In academia, an invisible line often separates the artists from the scientists. This spring, two Texas Tech professors got rid of that divide, bringing together graduate students from the College of Agricultural Sciences & Natural Resources and J.T. & Margaret Talkington College of Visual & Performing Arts in a collaborative course focusing on the art and science of ecological restoration.
Robert Cox, an associate professor of habitat restoration ecology, and David Lindsay, an associate professor of studio art, led a class of two students from the Department of Natural Resources Management and three students from the School of Art.
"As a scientist, I've thought for some time that science is really a creative endeavor in many ways," Cox said. "In restoration ecology, you're taking a damaged piece of land and trying to restore it to a former status. This is a creative act: you're designing in regard to which species you want to occur there, how the land will form and ecological functions. It's not often described as an artistic or creative endeavor, but it is, and if you think of it that way, it broadens the horizons of what you can do from the scientific standpoint."
Throughout the semester, students participated in interdisciplinary discussions and critiques, using science and art to draft a restoration plan for Lubbock's Mae Simmons Park, located at East 24th Street and Martin Luther King Boulevard. Their efforts earned them a spot in Leonardo's Kitchen, the Museum of Texas Tech's rotating gallery that displays projects that bring together art, research and scholarship.
The exhibit, "The Art and Science of Restoration Ecology," will be on display until
Sept. 25 and includes artistic interpretation and reactions to the site and scientific
data gathered and interpreted by the students. Though the course has only been around
for one semester, both professors said this first group of students laid the groundwork
for what eventually could be an ongoing project between Texas Tech and the local community.

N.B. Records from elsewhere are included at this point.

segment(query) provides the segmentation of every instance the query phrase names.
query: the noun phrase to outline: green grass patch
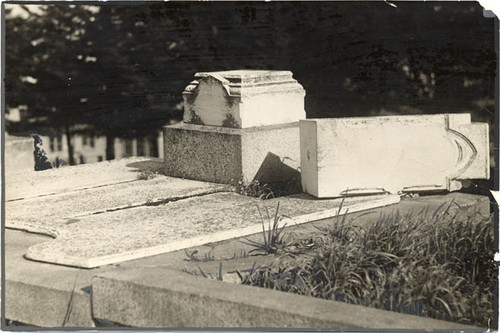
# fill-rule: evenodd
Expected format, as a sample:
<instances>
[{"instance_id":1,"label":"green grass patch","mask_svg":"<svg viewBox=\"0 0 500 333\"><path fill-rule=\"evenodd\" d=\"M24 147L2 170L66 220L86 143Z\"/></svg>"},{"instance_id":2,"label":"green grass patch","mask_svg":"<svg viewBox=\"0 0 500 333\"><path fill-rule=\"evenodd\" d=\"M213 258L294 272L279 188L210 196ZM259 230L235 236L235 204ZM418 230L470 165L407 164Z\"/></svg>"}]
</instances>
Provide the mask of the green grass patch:
<instances>
[{"instance_id":1,"label":"green grass patch","mask_svg":"<svg viewBox=\"0 0 500 333\"><path fill-rule=\"evenodd\" d=\"M454 212L454 213L451 213ZM497 269L493 217L454 203L434 212L379 216L356 226L345 216L243 283L401 313L489 327Z\"/></svg>"}]
</instances>

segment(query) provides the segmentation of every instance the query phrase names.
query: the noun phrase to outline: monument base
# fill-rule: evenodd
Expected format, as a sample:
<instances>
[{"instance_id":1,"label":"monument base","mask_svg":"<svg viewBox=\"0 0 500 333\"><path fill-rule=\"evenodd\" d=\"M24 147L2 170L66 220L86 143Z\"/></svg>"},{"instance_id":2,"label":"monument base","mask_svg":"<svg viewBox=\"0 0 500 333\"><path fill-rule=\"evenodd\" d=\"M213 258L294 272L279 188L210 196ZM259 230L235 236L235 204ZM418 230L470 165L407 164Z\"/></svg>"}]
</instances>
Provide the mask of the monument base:
<instances>
[{"instance_id":1,"label":"monument base","mask_svg":"<svg viewBox=\"0 0 500 333\"><path fill-rule=\"evenodd\" d=\"M261 184L299 177L299 123L225 128L164 127L165 173L215 183Z\"/></svg>"}]
</instances>

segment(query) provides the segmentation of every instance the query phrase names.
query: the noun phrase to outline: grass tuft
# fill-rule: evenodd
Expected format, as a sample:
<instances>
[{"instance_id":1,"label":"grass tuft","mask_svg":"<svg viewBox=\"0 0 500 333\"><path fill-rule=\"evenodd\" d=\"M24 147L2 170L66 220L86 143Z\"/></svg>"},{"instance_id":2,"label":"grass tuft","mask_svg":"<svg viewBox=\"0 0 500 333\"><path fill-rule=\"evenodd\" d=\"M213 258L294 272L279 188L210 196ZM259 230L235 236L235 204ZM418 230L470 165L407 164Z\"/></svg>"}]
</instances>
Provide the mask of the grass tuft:
<instances>
[{"instance_id":1,"label":"grass tuft","mask_svg":"<svg viewBox=\"0 0 500 333\"><path fill-rule=\"evenodd\" d=\"M258 180L253 180L248 185L245 185L243 180L239 180L236 184L236 193L262 200L274 198L271 187L268 184L261 184Z\"/></svg>"},{"instance_id":2,"label":"grass tuft","mask_svg":"<svg viewBox=\"0 0 500 333\"><path fill-rule=\"evenodd\" d=\"M188 250L184 250L184 253L186 253L187 258L184 259L184 261L191 261L191 262L208 262L208 261L215 261L215 256L210 253L205 253L205 255L200 258L198 256L198 250L194 250L193 252L189 252Z\"/></svg>"},{"instance_id":3,"label":"grass tuft","mask_svg":"<svg viewBox=\"0 0 500 333\"><path fill-rule=\"evenodd\" d=\"M251 254L253 252L260 252L261 254L274 254L277 253L282 247L284 247L284 239L283 239L283 230L285 230L286 223L280 227L281 222L285 218L289 218L286 215L280 215L280 203L276 205L276 210L274 212L273 224L271 225L271 216L269 214L269 210L266 210L266 217L262 215L262 211L259 206L257 206L259 210L259 215L262 222L262 239L263 242L256 242L250 239L247 239L246 244L253 246L254 248L250 250L248 253ZM268 223L267 231L266 231L266 221Z\"/></svg>"}]
</instances>

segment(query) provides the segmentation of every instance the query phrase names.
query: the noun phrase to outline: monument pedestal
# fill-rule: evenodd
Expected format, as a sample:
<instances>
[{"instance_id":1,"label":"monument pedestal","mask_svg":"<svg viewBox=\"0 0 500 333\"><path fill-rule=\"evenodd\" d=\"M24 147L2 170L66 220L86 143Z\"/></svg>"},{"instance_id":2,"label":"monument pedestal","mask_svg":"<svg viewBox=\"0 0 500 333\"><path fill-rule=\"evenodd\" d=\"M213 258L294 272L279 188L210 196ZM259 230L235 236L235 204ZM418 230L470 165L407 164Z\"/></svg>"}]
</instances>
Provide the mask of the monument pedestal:
<instances>
[{"instance_id":1,"label":"monument pedestal","mask_svg":"<svg viewBox=\"0 0 500 333\"><path fill-rule=\"evenodd\" d=\"M298 122L243 129L180 123L164 127L163 140L165 172L173 177L248 184L299 173Z\"/></svg>"},{"instance_id":2,"label":"monument pedestal","mask_svg":"<svg viewBox=\"0 0 500 333\"><path fill-rule=\"evenodd\" d=\"M197 73L182 95L184 123L164 127L167 175L233 185L300 178L305 91L291 72Z\"/></svg>"}]
</instances>

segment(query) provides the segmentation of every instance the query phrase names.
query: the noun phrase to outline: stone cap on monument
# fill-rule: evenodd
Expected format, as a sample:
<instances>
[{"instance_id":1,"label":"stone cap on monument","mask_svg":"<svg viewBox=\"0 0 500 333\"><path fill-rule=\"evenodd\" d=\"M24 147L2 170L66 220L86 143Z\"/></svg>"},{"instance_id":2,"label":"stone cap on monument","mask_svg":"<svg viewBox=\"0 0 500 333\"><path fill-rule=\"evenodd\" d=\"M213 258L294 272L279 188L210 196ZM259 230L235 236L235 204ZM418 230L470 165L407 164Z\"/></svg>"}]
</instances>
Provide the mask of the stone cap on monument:
<instances>
[{"instance_id":1,"label":"stone cap on monument","mask_svg":"<svg viewBox=\"0 0 500 333\"><path fill-rule=\"evenodd\" d=\"M247 128L306 118L304 88L290 71L196 73L184 89L184 122Z\"/></svg>"}]
</instances>

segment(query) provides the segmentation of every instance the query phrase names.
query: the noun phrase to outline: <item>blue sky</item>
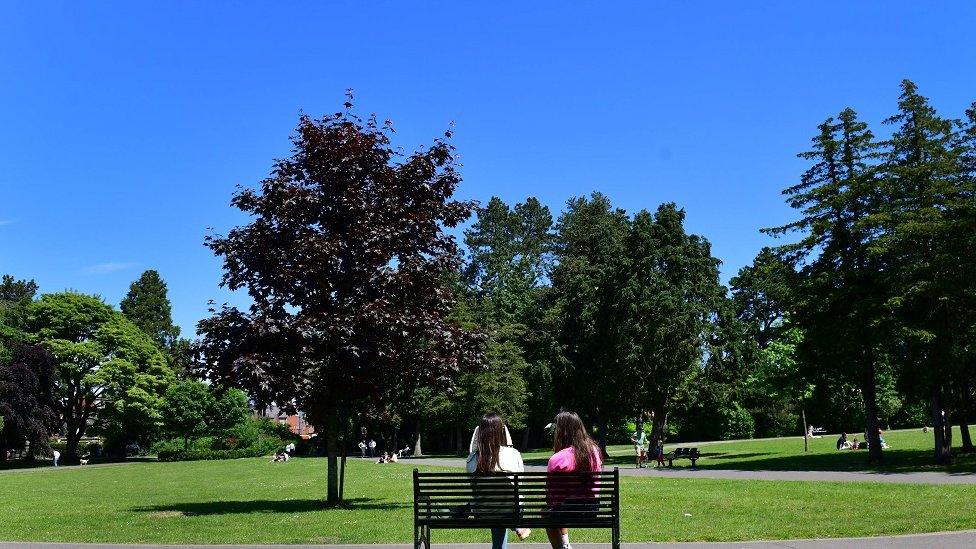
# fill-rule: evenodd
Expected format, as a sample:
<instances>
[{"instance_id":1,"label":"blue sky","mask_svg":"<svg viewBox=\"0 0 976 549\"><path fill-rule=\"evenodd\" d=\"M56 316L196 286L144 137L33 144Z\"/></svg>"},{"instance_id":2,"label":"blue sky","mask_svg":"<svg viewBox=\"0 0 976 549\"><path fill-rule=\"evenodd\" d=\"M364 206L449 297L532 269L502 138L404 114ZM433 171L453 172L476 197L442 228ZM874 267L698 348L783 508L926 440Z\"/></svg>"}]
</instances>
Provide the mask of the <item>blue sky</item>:
<instances>
[{"instance_id":1,"label":"blue sky","mask_svg":"<svg viewBox=\"0 0 976 549\"><path fill-rule=\"evenodd\" d=\"M976 100L976 3L8 3L0 272L117 304L147 268L191 333L220 289L208 228L287 154L300 112L456 123L460 195L554 210L675 201L727 279L791 219L780 190L846 106L884 133L902 78Z\"/></svg>"}]
</instances>

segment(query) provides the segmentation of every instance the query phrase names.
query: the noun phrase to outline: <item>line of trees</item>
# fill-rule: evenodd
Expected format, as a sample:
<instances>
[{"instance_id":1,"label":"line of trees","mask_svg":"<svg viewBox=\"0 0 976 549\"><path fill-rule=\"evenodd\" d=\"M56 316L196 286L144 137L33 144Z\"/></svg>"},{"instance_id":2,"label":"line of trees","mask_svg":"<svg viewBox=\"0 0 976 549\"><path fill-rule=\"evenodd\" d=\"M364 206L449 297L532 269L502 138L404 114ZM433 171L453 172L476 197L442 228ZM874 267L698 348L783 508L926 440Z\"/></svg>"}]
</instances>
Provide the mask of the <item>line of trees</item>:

In preparation for class discussions, the students were assigned readings in ecology and art comparing and contrasting issues in both fields. Visits to the park followed the discussions, allowing the students not only to observe how the area changed over the course of the semester, but to also incorporate aspects of the site into their own research as they began working on their restoration plan. The visits also allowed students to collaboratively evaluate the areas that needed the most attention, like restoring the native indigenous species to beautify and diversify the area's ecology.

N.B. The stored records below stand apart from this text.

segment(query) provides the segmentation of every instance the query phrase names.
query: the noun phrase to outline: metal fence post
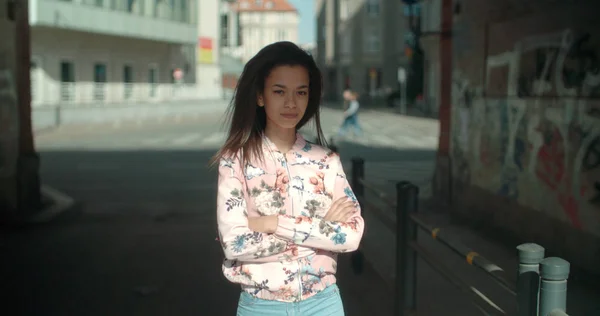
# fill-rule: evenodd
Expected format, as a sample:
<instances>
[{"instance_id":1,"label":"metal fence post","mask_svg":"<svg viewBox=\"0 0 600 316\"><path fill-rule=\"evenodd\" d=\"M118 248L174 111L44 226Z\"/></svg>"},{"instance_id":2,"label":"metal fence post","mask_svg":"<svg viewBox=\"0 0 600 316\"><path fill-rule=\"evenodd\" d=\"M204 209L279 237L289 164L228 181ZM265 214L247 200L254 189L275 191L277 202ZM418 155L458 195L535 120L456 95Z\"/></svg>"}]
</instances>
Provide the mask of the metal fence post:
<instances>
[{"instance_id":1,"label":"metal fence post","mask_svg":"<svg viewBox=\"0 0 600 316\"><path fill-rule=\"evenodd\" d=\"M365 178L365 160L362 158L352 158L352 191L360 200L365 196L365 187L360 180ZM360 202L360 201L359 201Z\"/></svg>"},{"instance_id":2,"label":"metal fence post","mask_svg":"<svg viewBox=\"0 0 600 316\"><path fill-rule=\"evenodd\" d=\"M395 315L414 311L416 304L417 256L409 243L417 239L417 227L410 215L418 209L419 188L402 181L396 183L396 306Z\"/></svg>"},{"instance_id":3,"label":"metal fence post","mask_svg":"<svg viewBox=\"0 0 600 316\"><path fill-rule=\"evenodd\" d=\"M352 158L352 191L361 206L361 211L365 212L365 208L362 207L362 200L365 198L365 187L361 180L365 178L365 160L362 158ZM364 215L363 215L364 216ZM360 246L359 246L360 247ZM357 250L350 255L350 264L352 265L352 271L354 274L362 274L364 271L365 256L363 252Z\"/></svg>"},{"instance_id":4,"label":"metal fence post","mask_svg":"<svg viewBox=\"0 0 600 316\"><path fill-rule=\"evenodd\" d=\"M567 279L570 264L568 261L549 257L540 263L540 316L547 316L554 310L567 311Z\"/></svg>"},{"instance_id":5,"label":"metal fence post","mask_svg":"<svg viewBox=\"0 0 600 316\"><path fill-rule=\"evenodd\" d=\"M517 315L537 316L540 289L540 262L544 259L544 247L526 243L517 246L519 252L519 275L517 277Z\"/></svg>"}]
</instances>

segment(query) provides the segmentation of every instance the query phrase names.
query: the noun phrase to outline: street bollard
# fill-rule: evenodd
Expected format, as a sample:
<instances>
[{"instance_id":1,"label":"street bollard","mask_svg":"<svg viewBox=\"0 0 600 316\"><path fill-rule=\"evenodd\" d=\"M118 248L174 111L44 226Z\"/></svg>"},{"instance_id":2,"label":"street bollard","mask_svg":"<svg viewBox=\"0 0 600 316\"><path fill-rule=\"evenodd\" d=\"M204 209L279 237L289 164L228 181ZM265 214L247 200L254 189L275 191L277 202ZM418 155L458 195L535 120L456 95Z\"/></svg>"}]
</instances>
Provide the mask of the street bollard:
<instances>
[{"instance_id":1,"label":"street bollard","mask_svg":"<svg viewBox=\"0 0 600 316\"><path fill-rule=\"evenodd\" d=\"M540 288L540 262L544 259L544 247L533 244L517 246L519 252L519 275L517 277L517 315L537 316Z\"/></svg>"},{"instance_id":2,"label":"street bollard","mask_svg":"<svg viewBox=\"0 0 600 316\"><path fill-rule=\"evenodd\" d=\"M361 211L365 212L365 208L362 207L362 200L365 196L365 187L361 180L365 178L365 161L362 158L352 158L352 191L358 200L358 204L361 206ZM360 247L360 246L359 246ZM364 271L365 256L360 248L350 255L350 264L352 271L356 275L360 275Z\"/></svg>"},{"instance_id":3,"label":"street bollard","mask_svg":"<svg viewBox=\"0 0 600 316\"><path fill-rule=\"evenodd\" d=\"M395 315L417 308L417 254L410 248L417 241L417 224L410 218L418 210L419 188L412 183L396 183L396 306Z\"/></svg>"},{"instance_id":4,"label":"street bollard","mask_svg":"<svg viewBox=\"0 0 600 316\"><path fill-rule=\"evenodd\" d=\"M352 191L359 202L364 198L365 187L361 180L365 178L365 160L362 158L352 158Z\"/></svg>"},{"instance_id":5,"label":"street bollard","mask_svg":"<svg viewBox=\"0 0 600 316\"><path fill-rule=\"evenodd\" d=\"M551 312L567 312L567 279L570 264L568 261L549 257L540 263L540 316Z\"/></svg>"}]
</instances>

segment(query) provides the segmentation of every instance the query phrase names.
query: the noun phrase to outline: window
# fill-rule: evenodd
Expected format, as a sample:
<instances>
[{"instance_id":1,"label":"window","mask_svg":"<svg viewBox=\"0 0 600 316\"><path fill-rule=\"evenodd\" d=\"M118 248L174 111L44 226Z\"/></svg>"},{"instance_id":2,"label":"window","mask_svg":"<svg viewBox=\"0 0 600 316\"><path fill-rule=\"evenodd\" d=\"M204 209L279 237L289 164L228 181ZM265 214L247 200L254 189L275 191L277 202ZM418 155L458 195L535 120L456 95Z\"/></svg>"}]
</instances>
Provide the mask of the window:
<instances>
[{"instance_id":1,"label":"window","mask_svg":"<svg viewBox=\"0 0 600 316\"><path fill-rule=\"evenodd\" d=\"M158 83L158 69L155 65L151 65L148 69L148 84L149 84L149 95L150 97L156 96L156 86Z\"/></svg>"},{"instance_id":2,"label":"window","mask_svg":"<svg viewBox=\"0 0 600 316\"><path fill-rule=\"evenodd\" d=\"M379 0L367 0L367 13L371 16L379 15Z\"/></svg>"},{"instance_id":3,"label":"window","mask_svg":"<svg viewBox=\"0 0 600 316\"><path fill-rule=\"evenodd\" d=\"M106 64L97 63L94 65L94 82L106 82Z\"/></svg>"},{"instance_id":4,"label":"window","mask_svg":"<svg viewBox=\"0 0 600 316\"><path fill-rule=\"evenodd\" d=\"M381 50L381 36L378 29L372 29L366 34L365 49L370 53L377 53Z\"/></svg>"},{"instance_id":5,"label":"window","mask_svg":"<svg viewBox=\"0 0 600 316\"><path fill-rule=\"evenodd\" d=\"M350 17L349 0L340 0L340 20L344 21Z\"/></svg>"},{"instance_id":6,"label":"window","mask_svg":"<svg viewBox=\"0 0 600 316\"><path fill-rule=\"evenodd\" d=\"M221 47L229 46L229 16L221 15Z\"/></svg>"},{"instance_id":7,"label":"window","mask_svg":"<svg viewBox=\"0 0 600 316\"><path fill-rule=\"evenodd\" d=\"M133 83L133 67L129 65L123 66L123 97L127 100L132 95L132 84Z\"/></svg>"},{"instance_id":8,"label":"window","mask_svg":"<svg viewBox=\"0 0 600 316\"><path fill-rule=\"evenodd\" d=\"M73 101L75 97L75 66L70 61L60 63L60 99Z\"/></svg>"},{"instance_id":9,"label":"window","mask_svg":"<svg viewBox=\"0 0 600 316\"><path fill-rule=\"evenodd\" d=\"M240 24L240 15L236 15L236 25L237 25L237 46L243 45L244 37L242 36L242 25Z\"/></svg>"},{"instance_id":10,"label":"window","mask_svg":"<svg viewBox=\"0 0 600 316\"><path fill-rule=\"evenodd\" d=\"M285 30L277 30L277 40L285 41L287 38L287 32Z\"/></svg>"},{"instance_id":11,"label":"window","mask_svg":"<svg viewBox=\"0 0 600 316\"><path fill-rule=\"evenodd\" d=\"M106 64L94 64L94 100L104 100L106 86Z\"/></svg>"},{"instance_id":12,"label":"window","mask_svg":"<svg viewBox=\"0 0 600 316\"><path fill-rule=\"evenodd\" d=\"M341 53L344 55L350 55L352 52L352 29L350 27L344 30L341 42Z\"/></svg>"}]
</instances>

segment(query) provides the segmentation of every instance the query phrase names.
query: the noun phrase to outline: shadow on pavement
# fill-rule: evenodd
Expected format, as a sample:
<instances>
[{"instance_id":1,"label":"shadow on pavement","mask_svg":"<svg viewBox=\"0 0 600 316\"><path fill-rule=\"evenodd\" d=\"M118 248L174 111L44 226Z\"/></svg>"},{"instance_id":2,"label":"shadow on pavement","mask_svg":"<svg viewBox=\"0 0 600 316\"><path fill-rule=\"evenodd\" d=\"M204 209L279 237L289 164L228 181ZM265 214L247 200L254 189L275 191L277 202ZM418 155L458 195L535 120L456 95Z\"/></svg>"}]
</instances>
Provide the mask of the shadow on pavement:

"We each got to see our own fields of study from another point of view," said Matthew Jackson, a natural resources management graduate student. "Through my eyes as an ecologist, I see the landscape as a mixture of plants and wildlife habitat. Artists see the landscape more as a collection of patterns and anomalies that stand out from the rest. Both work toward a common goal in a sense. They want to discover what the world is and share what they find."
The interdisciplinary aspect of the course was a favorite of Garret Langlois, a doctoral candidate in the Department of Natural Resources Management and one of the course instructors for the department's most widely enrolled course, Introduction to Natural Resources Management.
"I spend nearly all my professional time among scientists, who certainly have a useful and rigorous world view," Langlois said. "However, it's both humbling and reinvigorating to be reminded that science isn't the only approach humanity takes to perceive and experience existence."